Awatere Tussock Track Again!

 Forget the garden!
Head Gardener Hiker

Non-Gardening Partner and I are just back from a wee holiday. Some NGPs would find themselves car-touring in a blur of cafe-stops, with maybe a short walk to a modest waterfall. Not us! We've been tramping on a high country station in the inland Awatere Valley. High means ridgelines and mountains, station means sheep farming.

Lucky Non-Gardening Partner!

I've walked the Awatere Tussock Track once before ('walked' makes it all sound rather soft), and I was very excited to return with Non-Gardening Partner. Lucky bloke!
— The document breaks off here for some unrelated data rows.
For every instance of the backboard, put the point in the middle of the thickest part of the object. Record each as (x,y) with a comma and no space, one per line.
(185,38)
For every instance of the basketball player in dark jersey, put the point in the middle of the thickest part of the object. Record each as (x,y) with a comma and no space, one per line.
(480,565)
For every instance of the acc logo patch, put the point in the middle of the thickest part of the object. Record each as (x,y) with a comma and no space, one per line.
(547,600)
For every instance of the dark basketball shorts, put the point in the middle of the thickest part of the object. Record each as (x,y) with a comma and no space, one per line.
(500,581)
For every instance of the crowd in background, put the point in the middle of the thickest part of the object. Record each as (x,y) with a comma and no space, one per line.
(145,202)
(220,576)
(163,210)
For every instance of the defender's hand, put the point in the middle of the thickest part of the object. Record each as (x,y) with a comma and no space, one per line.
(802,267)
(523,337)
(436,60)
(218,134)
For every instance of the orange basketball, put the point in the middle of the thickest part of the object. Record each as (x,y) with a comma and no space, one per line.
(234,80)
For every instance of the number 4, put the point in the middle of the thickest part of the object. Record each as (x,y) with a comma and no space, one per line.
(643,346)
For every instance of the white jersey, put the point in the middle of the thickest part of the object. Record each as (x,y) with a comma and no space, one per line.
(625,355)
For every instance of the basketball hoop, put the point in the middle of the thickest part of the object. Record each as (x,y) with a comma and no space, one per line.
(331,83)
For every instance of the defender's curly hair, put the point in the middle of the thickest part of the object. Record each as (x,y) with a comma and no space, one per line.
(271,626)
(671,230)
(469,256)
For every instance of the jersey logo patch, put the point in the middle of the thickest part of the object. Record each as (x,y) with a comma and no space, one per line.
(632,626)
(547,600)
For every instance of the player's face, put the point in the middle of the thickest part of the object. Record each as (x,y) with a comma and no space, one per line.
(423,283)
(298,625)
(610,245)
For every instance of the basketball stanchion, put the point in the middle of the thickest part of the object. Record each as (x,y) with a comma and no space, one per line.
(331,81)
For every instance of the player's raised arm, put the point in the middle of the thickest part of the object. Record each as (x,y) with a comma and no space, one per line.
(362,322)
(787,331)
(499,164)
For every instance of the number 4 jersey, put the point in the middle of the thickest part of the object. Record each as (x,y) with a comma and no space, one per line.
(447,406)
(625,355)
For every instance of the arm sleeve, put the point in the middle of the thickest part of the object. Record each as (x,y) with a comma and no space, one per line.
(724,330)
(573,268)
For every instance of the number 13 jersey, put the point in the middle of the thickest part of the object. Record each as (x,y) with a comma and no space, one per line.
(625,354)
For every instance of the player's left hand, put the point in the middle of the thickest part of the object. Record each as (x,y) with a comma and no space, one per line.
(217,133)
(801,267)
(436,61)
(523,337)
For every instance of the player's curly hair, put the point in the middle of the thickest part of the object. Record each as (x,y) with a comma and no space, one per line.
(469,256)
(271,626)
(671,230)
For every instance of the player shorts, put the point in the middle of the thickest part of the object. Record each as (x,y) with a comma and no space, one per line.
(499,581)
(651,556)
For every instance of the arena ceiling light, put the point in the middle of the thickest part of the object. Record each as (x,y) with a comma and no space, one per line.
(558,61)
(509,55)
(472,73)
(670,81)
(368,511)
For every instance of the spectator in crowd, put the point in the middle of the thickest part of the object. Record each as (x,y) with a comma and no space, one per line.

I knew he'd like the magnificent high country, with rolling tussock hills, gullies filled with native bush, and scary rocky ridgelines high above. He'd be so proud of me having already done the difficult bits of the route. Perhaps he would like to extend himself by climbing Mount Malvern on the very top...

 Day one - with Mount Malvern and Billygoat Saddle in the distance, on the left.
On the Awatere Tussock Track

The track sidles, scrambles, and eventually climbs up to Billygoat Saddle underneath Mount Malvern - which rather scared me on my first trip, since I thought the track continued on up there. Phew!

Feeling Small, Thinking Big...

On rocky Billygoat Saddle (the highest point of the trip) I feel comfortably small while thinking huge thoughts of a deep and meaningful nature. Nature! I feel so priveledged, proud to be up here, so much nearer the sky than usual. I gush thanks for my good nerves (and good boots, socks, legs, and so on).

But we are a contrasting pair. While I sit on the good earth's rocks in giddy awe, Non-Gardening Partner spends this momentous moment 'baa-ing' at the merino ewes with their chunky lambs, many of whom are grazing high up the bluffs. He has a variety of sheep voices (impossible to distinguish from the real ones), ranging from a gurgling baritone right up to squeaky lamb-soprano.

New Eyes

On this trip I seem to have new eyes. The second day climbs are easier, the gullies below me are gentler, the rocks less scrambly, the distances far less daunting. Top Hut seems the shortest of jaunts away from the saddle (as it has always been, I guess).

 Me and my hiking friend.
The Old Musterers Hut

Day Three

On the third day our track passes an old musterer's hut and then wiggles down a bush-clad stream gully filled with tootling bellbirds and native bush. The closeness of this watery greenery is such a contrast with the sidling sheep tracks on the hot tussock hills above. So is Non-Gardening Partner enjoying this part of our track? Oh yes - he is busy whistling back at the birds, who are getting highly irate. Flightless avian interlopers in their forest!

What About My Garden?

Isn't it funny? I hardly thought about my garden at all while we were away - that shows what a great time I was having. And which bit was the 'best bit' for Non-Gardening Partner? He couldn't choose - he liked it all. The perfect response.

What happens to us now, after our Awatere Tussock Track trip? NGP has spent ages on Google Earth zooming up and over the route (which he's plotted from his GPS). In three dimensions! He can just about identify every knob and gully. I've been 're-hiking' the track mentally, hovering timelessly up the spurs and floating dreamily across the tussock meadows. Yes, we are different.

A Life Member

And a wonderful surprise - the farm owners have generously made me a 'Life Member' of the Awatere Tussock Track. Yippee! I'll be back.